Após a anestesia, o cirurgião faz uma série de incisões (cortes) pequenas, superficiais e distantes entre si, próximo às veias doentes (exceto as safenas), e com o uso de agulhas cirúrgicas (semelhantes às de crochê), "puxa" estas veias, removendo-as.
Tais incisões costumam ser tão pequenas que não necessitam de sutura (pontos), bastando um curativo para fecharem.
Esta fase da cirurgia não ocorre apenas na técnica convencional: os métodos modernos também a usam para retirar as veias menores.

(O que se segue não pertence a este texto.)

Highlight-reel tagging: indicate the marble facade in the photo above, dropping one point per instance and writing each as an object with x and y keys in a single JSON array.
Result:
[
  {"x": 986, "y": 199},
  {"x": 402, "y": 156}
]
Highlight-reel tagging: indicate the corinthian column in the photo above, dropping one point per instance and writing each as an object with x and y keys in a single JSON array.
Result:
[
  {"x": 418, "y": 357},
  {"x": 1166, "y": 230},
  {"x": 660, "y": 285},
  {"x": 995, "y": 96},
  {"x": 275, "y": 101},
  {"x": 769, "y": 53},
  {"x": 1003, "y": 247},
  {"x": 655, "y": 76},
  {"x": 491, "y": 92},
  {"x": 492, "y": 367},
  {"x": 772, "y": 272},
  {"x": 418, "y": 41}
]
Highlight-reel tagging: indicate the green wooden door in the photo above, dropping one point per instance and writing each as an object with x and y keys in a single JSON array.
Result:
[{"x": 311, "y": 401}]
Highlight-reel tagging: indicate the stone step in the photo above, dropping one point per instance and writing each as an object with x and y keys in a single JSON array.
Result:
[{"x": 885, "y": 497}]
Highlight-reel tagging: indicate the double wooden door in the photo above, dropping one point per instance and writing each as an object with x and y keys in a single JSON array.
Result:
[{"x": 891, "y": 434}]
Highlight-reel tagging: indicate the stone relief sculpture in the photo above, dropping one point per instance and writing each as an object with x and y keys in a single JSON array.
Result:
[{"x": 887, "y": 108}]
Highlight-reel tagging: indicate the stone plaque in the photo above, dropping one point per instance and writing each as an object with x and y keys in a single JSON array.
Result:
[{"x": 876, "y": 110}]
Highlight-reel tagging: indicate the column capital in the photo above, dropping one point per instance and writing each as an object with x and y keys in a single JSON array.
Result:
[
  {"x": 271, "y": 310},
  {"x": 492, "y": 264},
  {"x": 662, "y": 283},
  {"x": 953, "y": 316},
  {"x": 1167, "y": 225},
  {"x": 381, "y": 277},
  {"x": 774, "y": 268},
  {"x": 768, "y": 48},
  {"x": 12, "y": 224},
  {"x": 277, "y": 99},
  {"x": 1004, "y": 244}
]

Caso o (a) paciente tenha a veia safena (nada a ver com "ponte de safena", ok?) também varicosa, é usualmente necessário removê-la, em um processo mais complexo, que envolve cortes na região inguinal (virilha) e tornozelo. Estas incisões são um pouco maiores e necessitam de sutura.
Os resultados estéticos da técnica convencional bem aplicada são bem satisfatórios e usualmente contam com a aprovação dos pacientes.
A remoção cirúrgica convencional da safena tem ainda a vantagem de permitir a abordagem completa de todas as veias superficiais da virilha, o que reduz o risco de retorno da doença varicosa.
Em conclusão, a cirurgia convencional de varizes é um procedimento consagrado, com resultados muito satisfatórios e conhecidos. Novas técnicas cirúrgicas no tratamento de varizes são muito interessantes e têm seus atrativos, mas o que é mais moderno não é necessariamente o melhor para cada paciente.